Selon une enquête de France Info publiée le 9 février, l’Hôpital américain de Paris, situé à Neuilly-sur-Seine, a procédé durant le mois de janvier à la vaccination d'une vingtaine de ses «gouverneurs» et «donateurs» au mépris des règles de priorité définies par les autorités de santé.
Les «gouverneurs» ou membres du «Board of governors» sont l’équivalent anglo-saxon des membres du conseil d’administration. Ces personnalités ont été invitées à se faire vacciner dans l’établissement privé franco-américain comme le confirme Bruno Durieux, âgé de 76 ans, gouverneur honoraire de l’Hôpital américain et ancien ministre délégué à la Santé de 1990 à 1992 : «J’ai été appelé pour me faire vacciner à la médecine du travail de l’Hôpital américain le 14 janvier dernier. Je viens de recevoir ma seconde dose début février. Tous les gouverneurs étaient invités à le faire», raconte-t-il.

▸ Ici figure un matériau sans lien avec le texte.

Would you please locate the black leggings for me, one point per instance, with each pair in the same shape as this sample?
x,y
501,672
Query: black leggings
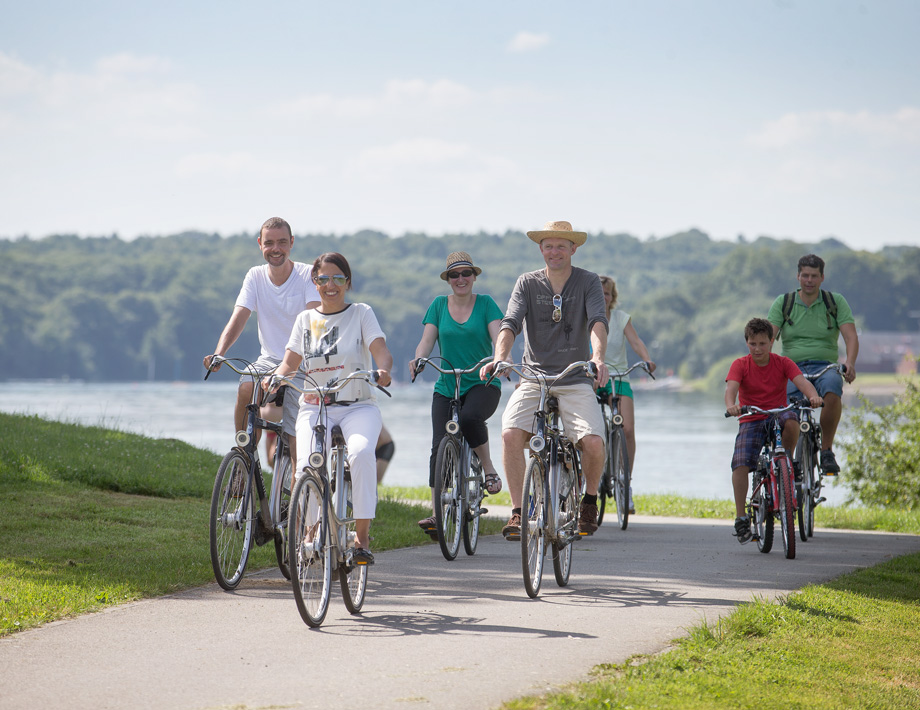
x,y
477,406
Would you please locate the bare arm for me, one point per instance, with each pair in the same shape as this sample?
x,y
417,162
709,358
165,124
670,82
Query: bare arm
x,y
851,340
232,331
383,359
635,342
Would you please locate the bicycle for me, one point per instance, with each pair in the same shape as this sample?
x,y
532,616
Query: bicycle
x,y
553,483
459,483
235,523
617,476
805,459
773,486
321,527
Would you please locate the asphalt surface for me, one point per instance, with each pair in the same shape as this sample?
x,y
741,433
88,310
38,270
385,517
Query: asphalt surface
x,y
432,634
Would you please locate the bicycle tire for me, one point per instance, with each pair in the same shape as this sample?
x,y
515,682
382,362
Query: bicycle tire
x,y
472,502
232,517
533,538
352,577
447,512
280,515
621,476
566,526
310,551
762,517
786,503
605,489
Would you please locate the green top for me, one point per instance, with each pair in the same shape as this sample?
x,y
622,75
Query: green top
x,y
463,344
809,338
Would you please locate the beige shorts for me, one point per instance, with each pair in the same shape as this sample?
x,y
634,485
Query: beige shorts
x,y
581,414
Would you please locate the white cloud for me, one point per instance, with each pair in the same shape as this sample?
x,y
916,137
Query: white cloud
x,y
899,127
528,41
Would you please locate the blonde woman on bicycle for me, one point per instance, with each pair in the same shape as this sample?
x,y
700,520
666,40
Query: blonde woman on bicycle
x,y
337,338
621,332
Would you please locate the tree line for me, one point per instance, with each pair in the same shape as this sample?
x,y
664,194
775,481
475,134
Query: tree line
x,y
108,309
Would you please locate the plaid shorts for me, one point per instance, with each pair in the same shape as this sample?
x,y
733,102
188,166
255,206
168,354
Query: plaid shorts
x,y
751,438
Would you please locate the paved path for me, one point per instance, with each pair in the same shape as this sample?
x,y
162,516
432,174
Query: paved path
x,y
433,634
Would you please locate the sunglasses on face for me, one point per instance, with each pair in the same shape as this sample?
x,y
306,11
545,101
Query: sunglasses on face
x,y
338,280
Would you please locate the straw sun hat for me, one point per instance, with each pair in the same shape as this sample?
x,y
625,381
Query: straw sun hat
x,y
559,230
457,260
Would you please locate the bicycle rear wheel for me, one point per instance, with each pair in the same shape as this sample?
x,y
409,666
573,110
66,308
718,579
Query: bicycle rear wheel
x,y
310,552
786,503
566,526
472,502
232,516
620,476
533,539
447,512
280,514
761,515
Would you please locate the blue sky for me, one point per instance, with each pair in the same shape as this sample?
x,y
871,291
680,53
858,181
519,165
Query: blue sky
x,y
788,118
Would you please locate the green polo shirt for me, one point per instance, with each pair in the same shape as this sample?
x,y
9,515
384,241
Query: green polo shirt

Or, si la plupart de ces gouverneurs sont âgés, ce n’est pas toujours le cas puisque le millionnaire Arnaud Lagardère, âgé de 59 ans, Helen Lee Bouygues, âgée de 45 ans ou Philippe Villin, banquier d’affaires âgé de 66 ans, siègent également au conseil d’administration de l’établissement.
Selon des sources internes citées par la rédaction de France Info, «d’éminents donateurs et membres âgés de leurs familles ont également été invités à bénéficier des premières injections Pfizer en contradiction apparente avec les règles édictées par la Haute autorité de santé (HAS).»
Le ministre de la Santé Olivier Véran n’acceptera pas ces passe-droits qui semblent pourtant communs
Pour rappel, la stratégie vaccinale du gouvernement est toujours dans sa phase 1. Actuellement, et en plus des professionnels de santé, seules les personnes de plus de 75 ans ou les personnes atteintes de pathologies à haut risque peuvent accéder à la vaccination. La phase 2, qui permettra d’étendre la vaccination aux personnes âgées de 65 à 74 ans, devrait entrer en vigueur à partir de mars 2021.
France Info, qui a contacté l’Hôpital américain de Paris, s’est vu confirmer que «toutes les personnes volontaires et éligibles intervenant dans l’hôpital – médecins, soignants, administratifs, gouverneurs, prestataires de ménage, de sécurité et de restauration, volontaires – ont été vaccinées selon les critères du ministère de la Santé et conformément aux directives des autorités sanitaires». Au nom du secret médical, l'Hôpital américain n’a pas souhaité préciser les identités et âges des «gouverneurs» concernés.
Interrogé sur France Info ce 9 février après ces révélation, Olivier Véran, ministre de la Santé, a assuré qu'il n'accepterait pas de «passe-droits» tout en précisant : «nous protégeons les plus fragiles par ordre de priorité quel que soit l'endroit où on se trouve sur le territoire national et quelle que soit sa condition sociale.»
Des passes-droits fréquents ?
Et ces passe-droits semblent plus communs qu’il n’y paraît à en juger par les propos tenus par des responsables d’établissements de santé. Toujours d'après une source citée par France Info, «durant le premier mois de la vaccination», explique l’un d’entre eux qui souhaite garder l’anonymat, on a immédiatement entendu parler de vaccinations «coupe-files» dans des établissements privés mais aussi dans des centres de vaccination publics pourtant agréés par les autorités sanitaires. Mais c’est très difficile à prouver et comme l’objectif est de vacciner le plus grand nombre de Français, ce comportement, s’il est moralement répréhensible, n’est pas condamnable par la loi.
Des collègues en clinique m’ont évoqué des injections coupe-files pour contourner la pénurie ou l’incertitude d’un rendez-vous
Un syndicaliste de la Fédération santé sociaux de la CFDT Ile-de-France semble lui aussi confirmer cette pratique sous le sceau de l’anonymat : «Dès le début de la campagne nationale de vaccination, des collègues en clinique m’ont évoqué des injections coupe-files pour contourner la pénurie ou l’incertitude d’un rendez-vous dans un centre de vaccination. Une collègue d’une clinique parisienne a vu un médecin, sa femme et ses deux enfants vaccinés de la sorte.»
Toutes ces révélations interviennent dans un contexte de pénurie de vaccins, rencontrée à l’Hôpital américain de Paris comme dans la plupart des centres agréés de vaccination de la région Ile-de-France. Comme le rappelle La Tribune dans un article paru le 28 janvier, l’ARS d’Ile-de-France avait précisé à la fin du mois de janvier que «compte tenu de la situation extrêmement tendue sur les doses de vaccins, et la nécessité de garantir la deuxième injection pour les personnes déjà vaccinées, aucune primo-injection ne serait effectuée dans les établissements de santé la semaine prochaine ».